Dynamics of droplets under electrowetting effect with voltages exceeding the contact angle saturation threshold

Electrowetting on dielectric (EWOD) is a powerful tool in many droplet-manipulation applications with a notorious weakness caused by contact-angle saturation (CAS), a phenomenon limiting the equilibrium contact angle of an EWOD-actuated droplet at high applied voltage. In this paper, we study the spreading behaviours of droplets on EWOD substrates with the range of applied voltage exceeding the saturation limit. We experimentally find that at the initial stage of spreading, the driving force at the contact line still follows the Young–Lippmann law even if the applied voltage is higher than the CAS voltage. We then theoretically establish the relation between the initial contact-line velocity and the applied voltage using the force balance at the contact line.
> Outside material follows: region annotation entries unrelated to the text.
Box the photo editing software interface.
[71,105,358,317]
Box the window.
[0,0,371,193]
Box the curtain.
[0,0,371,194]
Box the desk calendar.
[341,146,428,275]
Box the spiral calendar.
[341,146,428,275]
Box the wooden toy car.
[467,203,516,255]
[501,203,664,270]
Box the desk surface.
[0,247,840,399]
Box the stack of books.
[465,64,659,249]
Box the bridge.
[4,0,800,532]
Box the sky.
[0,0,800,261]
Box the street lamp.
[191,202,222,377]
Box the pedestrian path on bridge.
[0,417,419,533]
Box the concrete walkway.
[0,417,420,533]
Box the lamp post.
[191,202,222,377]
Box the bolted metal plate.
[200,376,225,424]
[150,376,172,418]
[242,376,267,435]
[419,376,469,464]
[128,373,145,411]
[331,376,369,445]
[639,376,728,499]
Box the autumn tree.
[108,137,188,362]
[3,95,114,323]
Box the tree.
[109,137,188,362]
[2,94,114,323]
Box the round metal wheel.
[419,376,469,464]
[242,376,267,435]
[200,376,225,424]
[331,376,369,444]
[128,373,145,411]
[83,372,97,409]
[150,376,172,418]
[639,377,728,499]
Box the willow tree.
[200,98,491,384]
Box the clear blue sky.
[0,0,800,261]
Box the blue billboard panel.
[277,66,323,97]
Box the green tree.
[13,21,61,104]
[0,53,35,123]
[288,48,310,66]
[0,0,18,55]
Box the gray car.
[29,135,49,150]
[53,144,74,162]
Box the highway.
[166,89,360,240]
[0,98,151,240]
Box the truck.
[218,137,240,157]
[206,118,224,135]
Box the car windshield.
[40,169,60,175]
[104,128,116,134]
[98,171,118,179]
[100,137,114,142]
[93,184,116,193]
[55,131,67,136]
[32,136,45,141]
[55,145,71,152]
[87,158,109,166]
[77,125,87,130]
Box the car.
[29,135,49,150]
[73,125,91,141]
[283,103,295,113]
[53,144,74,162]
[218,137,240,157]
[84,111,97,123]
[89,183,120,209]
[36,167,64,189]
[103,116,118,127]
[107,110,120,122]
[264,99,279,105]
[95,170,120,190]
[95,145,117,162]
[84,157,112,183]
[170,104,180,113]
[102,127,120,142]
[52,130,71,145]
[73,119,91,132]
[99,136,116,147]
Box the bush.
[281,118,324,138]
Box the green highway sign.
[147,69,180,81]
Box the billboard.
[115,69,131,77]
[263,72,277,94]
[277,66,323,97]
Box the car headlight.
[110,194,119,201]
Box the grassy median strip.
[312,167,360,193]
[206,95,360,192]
We also find that the amplitude of capillary waves on the droplet surface generated by the contact line's initial motion increases with the applied voltage. We provide a working framework utilising EWOD with voltages beyond CAS by characterising the capillary waves formed on the droplet surface and their self-similar behaviours. We finally propose a theoretical model of the wave profiles taking into account the viscous effects and verify this model experimentally. Our results provide avenues to utilise the EWOD effect with voltages beyond the CAS threshold, and have strong bearing on emerging applications such as digital microfluidic and ink-jet printing.